Bloodshed

She Who Must and I went to the cinema this week for the first time in ages. Well, our nearest one is a long, long way away and normally we can't be arsed making the trip for whatever tripe's being churned out. But we decided to make an exception for Sweeney Tod: the Demon Barber of Fleet Street. Probably not the best of things to put on your shop frontage I would have thought; likely to put the punters off a bit. Would you go get your shampoo and set from someone advertising themselves as a 'the Demon Barber of Fleet Street'?

No, you'd go to 'the Nicest Barber in the World - free cup of tea with every short back and sides'. Even then, I bet all the magazines will be well past their sell-by date. Free cups of tea will only get you so far you know.

I have to admit that I was a little apprehensive about hearing the Boy Depp get up and sing, especially after the opening number, but he grew on me - like a hairy fungus - over the course of the film.

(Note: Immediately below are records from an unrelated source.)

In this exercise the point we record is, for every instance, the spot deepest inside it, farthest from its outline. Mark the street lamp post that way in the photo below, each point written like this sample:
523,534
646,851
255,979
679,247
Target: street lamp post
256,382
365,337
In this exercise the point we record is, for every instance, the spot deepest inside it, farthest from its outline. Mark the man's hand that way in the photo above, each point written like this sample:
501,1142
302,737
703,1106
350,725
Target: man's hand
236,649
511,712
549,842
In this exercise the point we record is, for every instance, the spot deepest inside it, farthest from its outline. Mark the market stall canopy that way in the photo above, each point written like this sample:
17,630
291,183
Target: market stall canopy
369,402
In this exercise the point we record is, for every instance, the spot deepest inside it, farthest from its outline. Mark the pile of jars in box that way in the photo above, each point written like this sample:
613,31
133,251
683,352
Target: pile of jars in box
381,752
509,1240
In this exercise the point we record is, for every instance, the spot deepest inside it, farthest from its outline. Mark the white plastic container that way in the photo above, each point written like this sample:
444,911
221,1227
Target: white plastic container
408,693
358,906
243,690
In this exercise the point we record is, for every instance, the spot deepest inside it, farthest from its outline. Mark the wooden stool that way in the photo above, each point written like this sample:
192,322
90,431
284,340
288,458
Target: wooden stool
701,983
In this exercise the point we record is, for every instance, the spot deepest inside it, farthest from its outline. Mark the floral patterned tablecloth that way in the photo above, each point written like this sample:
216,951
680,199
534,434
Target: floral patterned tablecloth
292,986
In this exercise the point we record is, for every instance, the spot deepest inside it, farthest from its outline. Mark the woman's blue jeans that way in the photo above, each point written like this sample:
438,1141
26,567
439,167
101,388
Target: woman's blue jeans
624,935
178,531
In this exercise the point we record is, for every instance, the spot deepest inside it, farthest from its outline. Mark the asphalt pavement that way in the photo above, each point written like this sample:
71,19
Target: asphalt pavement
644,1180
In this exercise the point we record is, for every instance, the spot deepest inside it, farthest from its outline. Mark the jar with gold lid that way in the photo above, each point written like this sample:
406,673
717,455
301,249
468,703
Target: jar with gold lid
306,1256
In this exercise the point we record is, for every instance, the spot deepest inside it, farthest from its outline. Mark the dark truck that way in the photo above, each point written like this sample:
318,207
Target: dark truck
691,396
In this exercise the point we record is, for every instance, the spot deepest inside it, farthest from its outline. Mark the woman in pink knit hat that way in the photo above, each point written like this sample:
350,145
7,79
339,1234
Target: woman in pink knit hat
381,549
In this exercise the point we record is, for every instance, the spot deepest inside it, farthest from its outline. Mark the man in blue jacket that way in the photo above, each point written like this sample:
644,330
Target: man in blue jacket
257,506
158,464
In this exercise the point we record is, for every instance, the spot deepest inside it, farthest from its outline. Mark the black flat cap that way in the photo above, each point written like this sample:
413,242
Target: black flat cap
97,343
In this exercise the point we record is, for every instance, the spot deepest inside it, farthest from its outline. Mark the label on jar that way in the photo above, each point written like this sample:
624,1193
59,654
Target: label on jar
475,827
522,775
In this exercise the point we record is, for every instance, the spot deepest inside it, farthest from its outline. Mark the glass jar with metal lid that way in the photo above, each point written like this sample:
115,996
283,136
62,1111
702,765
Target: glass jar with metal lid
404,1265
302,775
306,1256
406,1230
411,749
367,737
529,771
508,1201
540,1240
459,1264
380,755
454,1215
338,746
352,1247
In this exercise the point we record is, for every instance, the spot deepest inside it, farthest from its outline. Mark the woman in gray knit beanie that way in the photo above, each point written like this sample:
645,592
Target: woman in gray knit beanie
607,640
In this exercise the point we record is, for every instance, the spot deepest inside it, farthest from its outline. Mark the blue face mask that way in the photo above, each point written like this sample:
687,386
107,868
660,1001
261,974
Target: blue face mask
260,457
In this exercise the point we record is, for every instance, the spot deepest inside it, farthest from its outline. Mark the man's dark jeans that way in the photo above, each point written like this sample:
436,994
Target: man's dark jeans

Of course, by the time we were heading home, neither I nor She Who Must Be Consulted On Most Things Musical could remember a single song from the thing. Not a great recommendation for a musical I suppose.

Over all we enjoyed it, especially all the blood (and there's buckets and buckets of it), Helena Bonham Carter looks suitably Burtonesque (like something straight out of Corpse Bride to be honest). Timothy Spall can't carry a tune in a bucket, and Alan Rickman does what Alan Rickman always does, only slightly more sleazy this time.

An no, this isn't just a pitiful excuse for a blog post. I have opinions you know! Lots of hairy opinions... They're just busy right now.